Implementing Response Caching

When automating browser tasks with repeated requests or expensive operations, response caching improves performance and reduces API costs. This guide shows how to implement a robust caching system for Puppeteer and Playwright scripts.

Benefits and use cases

Response caching provides:

  • Performance improvement: Avoid repeated expensive operations
  • Reduced costs: Minimize unnecessary requests to Browserless and external services
  • Better reliability: Serve cached content when requests fail
  • Faster development: Speed up testing cycles

Use caching for data scraping workflows, API testing, content analysis, and multi-step automation where intermediate results can be reused.

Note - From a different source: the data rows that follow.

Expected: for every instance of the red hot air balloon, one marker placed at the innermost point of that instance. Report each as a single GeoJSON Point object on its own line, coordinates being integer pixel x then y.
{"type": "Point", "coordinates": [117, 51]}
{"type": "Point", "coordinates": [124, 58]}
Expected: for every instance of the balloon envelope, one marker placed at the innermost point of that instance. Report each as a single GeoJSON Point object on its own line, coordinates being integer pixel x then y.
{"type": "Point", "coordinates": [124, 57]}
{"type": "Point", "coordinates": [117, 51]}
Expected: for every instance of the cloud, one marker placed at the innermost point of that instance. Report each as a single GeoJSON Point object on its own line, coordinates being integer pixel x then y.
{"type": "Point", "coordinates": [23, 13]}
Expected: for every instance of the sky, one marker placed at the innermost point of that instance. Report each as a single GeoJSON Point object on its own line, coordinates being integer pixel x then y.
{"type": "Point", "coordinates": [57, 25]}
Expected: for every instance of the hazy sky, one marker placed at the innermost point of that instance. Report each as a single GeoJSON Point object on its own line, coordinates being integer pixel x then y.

ResponseCache implementation

Here's a file-based caching system with configurable TTL and automatic cleanup:

import fs from 'fs';
import crypto from 'crypto';

class ResponseCache {
constructor(cacheDir = './cache', ttl = 300000) {
this.cacheDir = cacheDir; // Directory to store cache files
this.ttl = ttl; // Time-to-live in milliseconds
this.ensureCacheDir();
}

// Create cache directory if it doesn't exist
ensureCacheDir() {
if (!fs.existsSync(this.cacheDir)) {
fs.mkdirSync(this.cacheDir, { recursive: true });
}
}

// Generate unique cache key from URL and options
getCacheKey(url, options = {}) {
const data = JSON.stringify({ url, ...options });
return crypto.createHash('md5').update(data).digest('hex');
}

// Retrieve cached response if valid and not expired
get(url, options = {}) {
const key = this.getCacheKey(url, options);
const filePath = `${this.cacheDir}/${key}.json`;

if (fs.existsSync(filePath)) {
const data = JSON.parse(fs.readFileSync(filePath, 'utf8'));
// Check if cache entry is still valid
if (Date.now() - data.timestamp < this.ttl) {
console.log(`Cache hit for ${url}`);
return data.response;
}
}
return null;
}

// Store response in cache with timestamp
set(url, response, options = {}) {
const key = this.getCacheKey(url, options);
const filePath = `${this.cacheDir}/${key}.json`;

const data = {
timestamp: Date.now(),
response: response,
url: url,
options: options
};

fs.writeFileSync(filePath, JSON.stringify(data, null, 2));
console.log(`Cached response for ${url}`);
}

// Remove expired cache entries
clearExpired() {
if (!fs.existsSync(this.cacheDir)) return;

const files = fs.readdirSync(this.cacheDir);
let clearedCount = 0;

files.forEach(file => {
if (file.endsWith('.json')) {
const filePath = `${this.cacheDir}/${file}`;
try {
const data = JSON.parse(fs.readFileSync(filePath, 'utf8'));
if (Date.now() - data.timestamp >= this.ttl) {
fs.unlinkSync(filePath);
clearedCount++;
}
} catch (error) {
// Remove corrupted files
fs.unlinkSync(filePath);
clearedCount++;
}
}
});

if (clearedCount > 0) {
console.log(`Cleared ${clearedCount} expired cache entries`);
}
}
}

Usage examples

import puppeteer from "puppeteer-core";

const cache = new ResponseCache('./cache', 300000);

const browser = await puppeteer.connect({
browserWSEndpoint: `wss://production-sfo.browserless.io/?token=YOUR_API_TOKEN_HERE`,
});

const page = await browser.newPage();
const url = 'https://example.com';

let content = cache.get(url);
if (!content) {
await page.goto(url, { waitUntil: 'domcontentloaded' });
content = await page.content();
cache.set(url, content);
}

console.log('Page content length:', content.length);
cache.clearExpired();
await browser.close();

How it works

The cache system operates in four key steps:

  1. Generate cache keys: URLs and options are hashed to create unique identifiers
  2. Check for cached data: Before making requests, check if valid cached data exists
  3. Validate freshness: Compare timestamps against TTL to ensure data hasn't expired
  4. Store responses: Cache fresh responses with timestamps for future use

Advanced usage

You can include request-specific options in cache keys for different scenarios:

const cacheOptions = { userAgent: 'mobile', viewport: { width: 375, height: 667 } };

let content = cache.get(url, cacheOptions);
if (!content) {
await page.setUserAgent('Mozilla/5.0 (iPhone; CPU iPhone OS 14_0 like Mac OS X)');
await page.setViewportSize({ width: 375, height: 667 });
await page.goto(url);
content = await page.content();
cache.set(url, content, cacheOptions);
}

Configuration notes

TTL examples: Static content (15-60 min), dynamic content (1-5 min), development (30 sec - 2 min)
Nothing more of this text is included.